Escala del ahorro del IRPF (Ley 35/2006), calculada sobre 8.000 € de ganancia · Ejercicio 2026
2. La operativa
Un fondo tiene un solo precio al día, su valor liquidativo: das la orden sin saber exactamente a qué precio se ejecutará, y tarda entre uno y varios días hábiles. Un ETF cotiza en bolsa y se compra en tiempo real, como una acción.
Suena a ventaja del ETF, y para un trader lo es. Para alguien que aporta una vez al mes durante veinte años, comprar a las 11:43 en vez de al cierre no cambia nada. Y la inmediatez tiene un coste escondido: facilita hacer cosas. La fricción del fondo, que parece un defecto, protege del peor enemigo de esta estrategia, que eres tú un martes de pánico.
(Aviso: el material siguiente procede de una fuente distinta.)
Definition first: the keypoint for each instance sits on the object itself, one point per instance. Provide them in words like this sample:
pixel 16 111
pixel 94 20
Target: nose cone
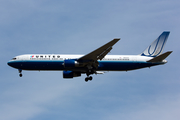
pixel 9 63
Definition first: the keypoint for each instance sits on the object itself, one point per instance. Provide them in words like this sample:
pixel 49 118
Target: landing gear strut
pixel 88 78
pixel 20 72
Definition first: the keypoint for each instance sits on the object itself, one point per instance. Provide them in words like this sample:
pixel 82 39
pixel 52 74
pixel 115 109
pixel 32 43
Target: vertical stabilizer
pixel 156 46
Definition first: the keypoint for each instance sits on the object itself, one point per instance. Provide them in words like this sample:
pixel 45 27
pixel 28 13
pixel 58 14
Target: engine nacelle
pixel 71 64
pixel 71 74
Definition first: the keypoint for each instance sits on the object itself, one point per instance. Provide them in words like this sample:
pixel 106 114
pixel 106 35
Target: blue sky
pixel 78 27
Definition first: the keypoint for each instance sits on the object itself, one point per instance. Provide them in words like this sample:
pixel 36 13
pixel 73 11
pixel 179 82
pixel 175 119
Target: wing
pixel 99 53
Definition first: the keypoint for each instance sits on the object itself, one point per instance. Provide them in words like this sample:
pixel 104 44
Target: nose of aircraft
pixel 9 63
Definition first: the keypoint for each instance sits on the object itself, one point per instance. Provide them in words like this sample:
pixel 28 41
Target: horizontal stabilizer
pixel 160 57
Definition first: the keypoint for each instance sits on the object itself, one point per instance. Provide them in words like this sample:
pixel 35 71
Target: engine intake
pixel 72 64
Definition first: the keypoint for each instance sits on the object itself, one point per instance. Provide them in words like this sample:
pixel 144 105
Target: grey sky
pixel 78 27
3. ¿Qué cuesta operar con cada uno?
El fondo se suscribe y se reembolsa sin comisión de compraventa. El ETF paga comisión en cada operación y, si cotiza en otra divisa, cambio de moneda: 1 € sobre 100 € aportados es un 1 %, que se come una ventaja de TER de 0,05 %.
El mismo cambio de idea, por las dos vías
-
Con fondos
Pides el traspaso en el comercializador de destino. Él reclama las participaciones al de origen y las liquida contra el fondo nuevo. Tú no tocas el dinero.
Estás fuera del mercado los días que dure. Es el coste real del traspaso, y no aparece en ninguna tarifa.
-
Con ETFs
Vendes, esperas la liquidación, compras. Declaras la ganancia en la renta del año siguiente.
El impuesto no sale de la cartera: sale de tu cuenta.
La regla de decisión, en una frase: si vas a mantener el mismo producto durante décadas y aportas mucho de golpe, el ETF compite; si contemplas cambiar alguna vez de fondo o de reparto, el traspaso lo decide.
Lo que no te van a contar
«Los fondos indexados españoles son más caros» era más cierto hace cinco años. Compara los productos concretos que puedes contratar, no las categorías.
Y hay un caso en el que esto casi no importa: si vas a necesitar el dinero pronto, la discusión es irrelevante al lado de cuánto llevas en renta variable.
Lo que hay que retener
- Un fondo se traspasa sin tributar; un ETF no. Esa es la diferencia grande en España.
- El fondo tiene un precio al día; el ETF cotiza. Para aportar cada mes, da igual.
- El ETF paga comisión por operación y a veces divisa; el fondo, normalmente no.
- La comparación que leas en inglés no incluye el traspaso, porque allí no existe.
- Elige ETF si no piensas moverte; elige fondo si crees que cambiarás de idea.
Hazlo ahora
Busca en la app un fondo por su ISIN y otro por su ticker. Fíjate en el tipo de instrumento que detecta: es lo que decide si un traspaso es posible o no.